Duplicate value with different index

Hello Gents,

Please give a help with this case

Input

10001010G1
10001010G1
10001010G1
10001010G2
10001010G3
10001012G1
10001012G1
10001012G1
10001012G1
10001014G1
10001014G1
10001014G2

The case is to check that all duplicate values have the same index
values are in columns 1-8, index are in column 9-10.
in the first case the first value duplicate (10001010) have index G1, G2 and G3, and also the 3rd value duplicate (10001014) has G1 and G2.

Then I would like to get a output
like this

Value 10001010 has different code G1 G2 G3
Value 10001014 has different code G1 G2

if there is not errors found can i get a msg ..

Not errors found 

Thanks for your help

This bash-script should do the trick:

#!/bin/bash

declare -A array

while read line
do
    case "${array[${line:0:8}]}" in
        *${line:8:2}*)
            ;;
        *)
            array[${line:0:8}]="${array[${line:0:8}]} ${line:8:2}";;
    esac
done

for val in "${!array[@]}"
do
    if [[ ${array[$val]} == \ *\ * ]]
    then
        echo Value $val has different code ${array[$val]}
        found=1
    fi
done

[[ -z $found ]] && echo Not errors found

Execute it with

script.sh <inputfile
1 Like

Thanks for the answer.

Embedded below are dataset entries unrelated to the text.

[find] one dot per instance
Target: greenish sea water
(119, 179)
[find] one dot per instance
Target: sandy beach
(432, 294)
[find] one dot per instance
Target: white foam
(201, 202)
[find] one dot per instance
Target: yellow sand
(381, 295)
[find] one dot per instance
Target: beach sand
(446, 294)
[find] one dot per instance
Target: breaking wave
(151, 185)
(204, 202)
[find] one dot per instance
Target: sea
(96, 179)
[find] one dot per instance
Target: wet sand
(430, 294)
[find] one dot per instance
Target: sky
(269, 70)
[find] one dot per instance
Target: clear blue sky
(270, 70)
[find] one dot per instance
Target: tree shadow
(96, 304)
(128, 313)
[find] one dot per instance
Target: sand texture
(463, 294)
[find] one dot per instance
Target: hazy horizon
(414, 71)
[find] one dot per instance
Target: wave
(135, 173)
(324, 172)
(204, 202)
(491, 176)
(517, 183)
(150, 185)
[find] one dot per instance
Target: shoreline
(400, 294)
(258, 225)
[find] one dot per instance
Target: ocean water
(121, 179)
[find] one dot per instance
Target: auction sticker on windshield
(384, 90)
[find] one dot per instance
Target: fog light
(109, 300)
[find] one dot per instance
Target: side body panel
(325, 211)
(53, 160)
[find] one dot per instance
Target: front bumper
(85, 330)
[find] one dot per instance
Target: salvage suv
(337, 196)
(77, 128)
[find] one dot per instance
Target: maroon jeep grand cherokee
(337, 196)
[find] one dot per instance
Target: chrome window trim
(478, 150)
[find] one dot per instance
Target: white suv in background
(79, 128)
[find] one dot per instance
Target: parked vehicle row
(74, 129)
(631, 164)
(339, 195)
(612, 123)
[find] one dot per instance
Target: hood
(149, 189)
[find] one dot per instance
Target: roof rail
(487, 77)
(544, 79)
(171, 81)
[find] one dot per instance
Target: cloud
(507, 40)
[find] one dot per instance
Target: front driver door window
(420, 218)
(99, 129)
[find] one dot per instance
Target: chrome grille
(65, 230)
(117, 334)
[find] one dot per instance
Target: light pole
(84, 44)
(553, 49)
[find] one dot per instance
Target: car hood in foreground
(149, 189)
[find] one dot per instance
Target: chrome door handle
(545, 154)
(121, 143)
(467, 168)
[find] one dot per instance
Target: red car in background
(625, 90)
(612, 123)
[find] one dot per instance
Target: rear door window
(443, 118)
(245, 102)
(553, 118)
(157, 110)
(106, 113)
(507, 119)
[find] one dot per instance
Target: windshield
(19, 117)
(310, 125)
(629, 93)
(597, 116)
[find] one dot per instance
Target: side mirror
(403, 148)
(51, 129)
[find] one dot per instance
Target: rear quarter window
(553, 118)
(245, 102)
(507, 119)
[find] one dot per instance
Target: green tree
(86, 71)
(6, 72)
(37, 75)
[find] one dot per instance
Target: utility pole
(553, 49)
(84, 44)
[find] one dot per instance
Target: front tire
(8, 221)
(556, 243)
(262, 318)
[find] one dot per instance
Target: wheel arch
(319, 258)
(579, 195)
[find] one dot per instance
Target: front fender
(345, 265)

The script works fine :slight_smile:
but takes a long time to process.
Is there a fast way to do it with awk?

Try this

{
    val = substr ($1, 1, 8);
    cod = substr ($1, 9, 2);

    if (index (array[val], cod) == 0) array[val] = array[val] " " cod;
}

END {
    for (val in array)
        if (match (array[val], " .* .*"))
        {
            print "Value " val " has different code" array[val];
            found=1
        }

    if (found == 0) print "Not errors found"
}

Execute with

awk -f script.awk <inputfile
1 Like

Dear hergp

Thaks a lot for your help, I have many files to merge before I get the complete file to read whith your scritp

how I can at the file to be read inside of the script

example i will merge many files with extention .xls (example), then

cat *.xls* > database

how to add this in your script and read the file created

So I will tape the name of the script and by default he will know that the name of the file to be read will be

database

regards

awk can read multiple files in one run, just use all filenames or a wildcard expression on the command line

awk -f script.awk *.xls

You do not need cat for this. Or if you need the intermediate file database , then try

cat *.xls | tee database | awk -f script.awk

Hope this helps.

1 Like